# ORV Sticker Questions



## boddah4

I am getting a mid 90s Yamaha Timberwolf in a few days. I have a few questions:

1) Where can I buy an ORV sticker? I don't want to buy online. Can I go anywhere that sells hunting and fishing licenses?

2) What do I need to get the ORV sticker? Do I need to know the year or have the serial numbers? Can I just go in and get it?

Thanks,

Boddah


----------



## Cpt.Chaos

You can go anywhere that sells hunting and fishing license's to purchase an ORV sticker. You need nothing other than the money to pay for the sticker.


----------



## thornapple

boddah4 said:


> I am getting a mid 90s Yamaha Timberwolf in a few days. I have a few questions:
> 
> 1) Where can I buy an ORV sticker? I don't want to buy online. Can I go anywhere that sells hunting and fishing licenses?
> 
> 2) What do I need to get the ORV sticker? Do I need to know the year or have the serial numbers? Can I just go in and get it?
> 
> Thanks,
> 
> Boddah


 You can buy one at any license retailer. You only need $16.25 and stick it on the rear of your quad and your good to go. No need for any serial #s.


----------



## wally-eye

Heck you don't even need a quad to buy one. You can even purchase one for a friend and give it to him if he can't get out to get one.........


----------



## bigcountrysg

Personally I would buy the actual orv sticker. The one that gets printed off sucks. You have to becareful when you wash your atv. As it may come off easily. The actual orv sticker stays on much better then the printed one from the license retailer. 

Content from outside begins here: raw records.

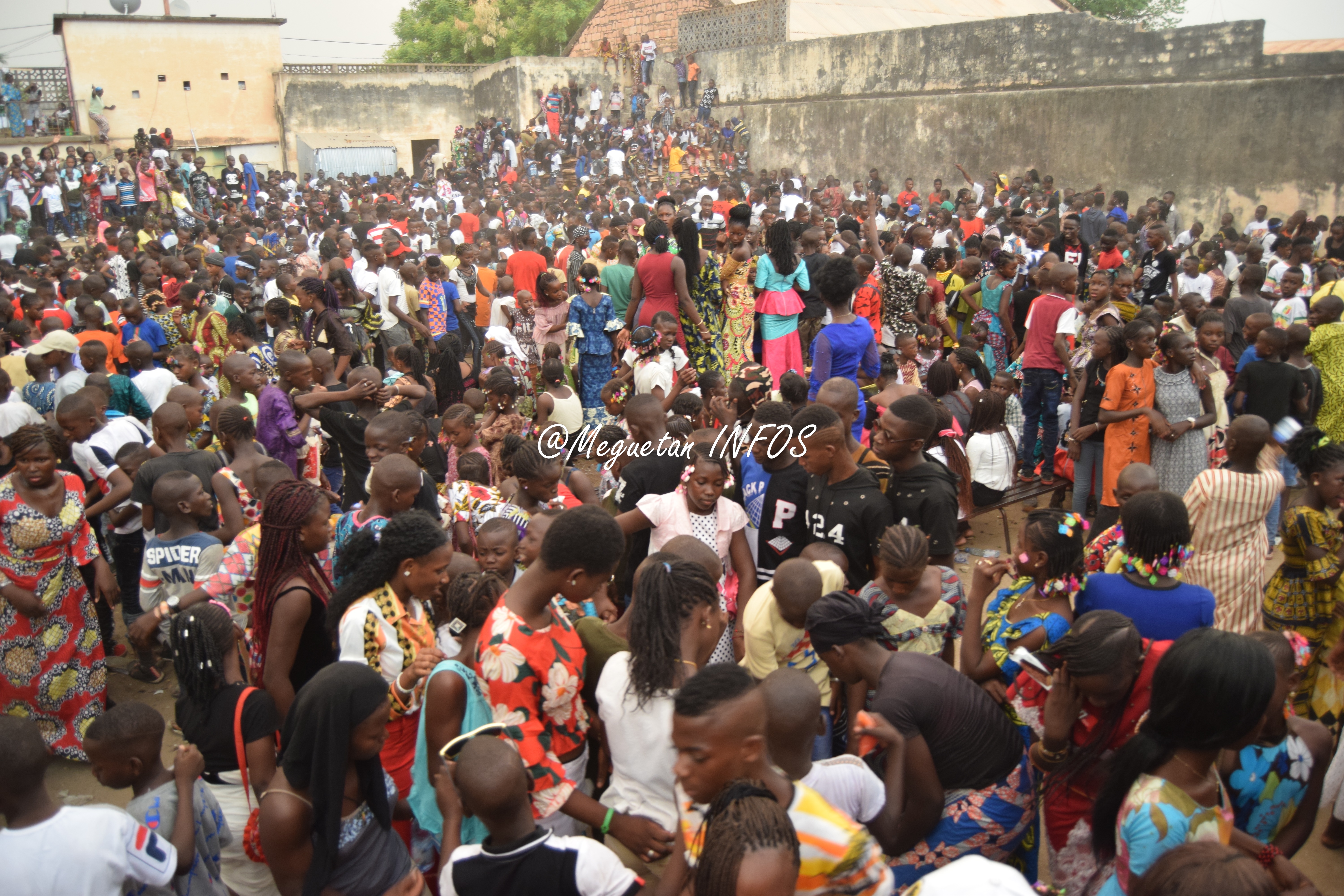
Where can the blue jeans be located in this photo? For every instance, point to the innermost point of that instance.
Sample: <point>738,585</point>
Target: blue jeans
<point>1089,475</point>
<point>1290,472</point>
<point>1041,390</point>
<point>822,746</point>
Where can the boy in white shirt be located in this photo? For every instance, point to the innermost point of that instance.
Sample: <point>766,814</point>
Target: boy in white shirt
<point>36,846</point>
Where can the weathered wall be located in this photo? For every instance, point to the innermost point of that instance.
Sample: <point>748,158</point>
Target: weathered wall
<point>1197,111</point>
<point>396,105</point>
<point>1201,111</point>
<point>128,54</point>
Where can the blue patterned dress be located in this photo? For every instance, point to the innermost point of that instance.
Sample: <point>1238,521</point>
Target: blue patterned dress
<point>592,330</point>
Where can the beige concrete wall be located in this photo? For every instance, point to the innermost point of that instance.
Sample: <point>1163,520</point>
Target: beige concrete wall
<point>127,56</point>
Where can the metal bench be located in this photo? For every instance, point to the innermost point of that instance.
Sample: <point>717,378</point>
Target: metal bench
<point>1017,495</point>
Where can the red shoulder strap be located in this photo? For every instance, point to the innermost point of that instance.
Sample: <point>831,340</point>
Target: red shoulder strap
<point>239,742</point>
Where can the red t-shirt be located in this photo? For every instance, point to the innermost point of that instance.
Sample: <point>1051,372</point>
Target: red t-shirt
<point>471,224</point>
<point>1042,323</point>
<point>525,268</point>
<point>1105,261</point>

But if you need one right away that is the one to get. Because it is hard to find retailers that sell the actual sticker.


----------



## SoggyPaws

The sticker sticks fine, it's the printing that isn't the greatest. But it's no big deal. I wouldn't bother with waiting for one in the mail.


----------



## boddah4

Thanks for the replies...I thought that I could just get one at any place that sells licenses.


----------